On July 31, the Hong Kong-listed company announced that approximately HKD 18.9 million will be allocated to build the new Ningxia winery. The facility will focus on producing medium and high-end wines and will be situated in the eastern foothills of Helan Mountain, with an annual production capacity of 5,000 tonnes, according to the company.
The strategic move is aimed at securing a stable supply of quality grapes and grape juice in China’s premier wine region through the integration of pressing, fermentation, processing, testing, and research and development as a whole.
For years, Dynasty sourced wines from growers in Tianjin, Hebei, Ningxia, and Xinjiang, and operates one winery in its homebase Tianjin, which is a mash-up of the Palace of Versailles, the Louvre, and a German castle, about an hour by train outside of Beijing.

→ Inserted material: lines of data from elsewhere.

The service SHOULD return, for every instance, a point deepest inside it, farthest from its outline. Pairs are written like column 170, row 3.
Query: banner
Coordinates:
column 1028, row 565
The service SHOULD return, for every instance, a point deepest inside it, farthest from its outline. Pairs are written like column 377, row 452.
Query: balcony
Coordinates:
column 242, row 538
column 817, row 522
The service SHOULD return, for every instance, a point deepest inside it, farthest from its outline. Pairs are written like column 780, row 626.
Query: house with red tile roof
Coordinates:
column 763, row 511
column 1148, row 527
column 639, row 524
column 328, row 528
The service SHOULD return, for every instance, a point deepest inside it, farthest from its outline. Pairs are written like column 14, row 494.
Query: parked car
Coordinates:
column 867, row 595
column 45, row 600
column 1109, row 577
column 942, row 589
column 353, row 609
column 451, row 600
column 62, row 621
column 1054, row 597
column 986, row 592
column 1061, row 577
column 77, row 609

The company’s entry into Ningxia represents a crucial investment and is being closely watched by the industry, as Dynasty grapples to reclaim its former glory. Founded in 1980 as a joint venture between the Tianjin government and French cognac producer Remy Coindreau, Dynasty was once considered one of China’s top three wine producers, alongside Changyu Pioneer Wines and COFCO-owned Great Wall.
At its peak from late 1990s to early 2000s, its wine sales account for about half of the country’s market. In 2005, it became publicly listed in Hong Kong. However, in 2013 Dynasty was rocked by fraud allegations, resulting in 6 years of trading suspensions and sluggish sales. As a result, its reputation tarred and sales plunged.
Even after trading resumed on the Hong Kong Stock Exchange in 2019, the company’s outlook remains bleak. According to its annual report, in 2022, Dynasty Wines’ group revenue declined by 21% to HKD 241 million, while net profits plummeted 24% to HKD 92.4 million.
The decline in Dynasty’ performance is evident in off-trade channels as well. Once a major player alongside Changyu and Great Wall as part of the “Big Three” domestic wine producers, Dynasty’ products are now scarcely found in supermarkets, wine stores, or even restaurants.
Meanwhile, its main competitor such as Changyu has successfully expanded its productions into regions like Ningxia since 2013 with Chateau Changyu Moser XV, capitalizing on the growing consumer demand for domestic wines. According to a 2021 IWSR/Vinexpo report, consumption of domestic wines in China is projected to reach US$19.5 billion in 2022, compared to US$16.5 billion in 2021.
The venture into Ningxia is seen as a last-ditch effort by Dynasty to revive its group revenue. While the company had previously attempted internal restructuring, asset sales, and engagement with major liquor companies, its prolonged trading suspension and continuous losses have hindered its ability to seize opportunities in the competitive domestic wine market, as highlighted by Chinese media New Beijing Daily.
As domestic competitors and imported wines continue to squeeze on Dynasty, its brand value and consumer influence have significantly declined, presenting an uphill battle for the company to regain its former stature. With its legacy on the line, Dynasty will have to break some ground with the new Ningxia winery. Otherwise it will end up under it.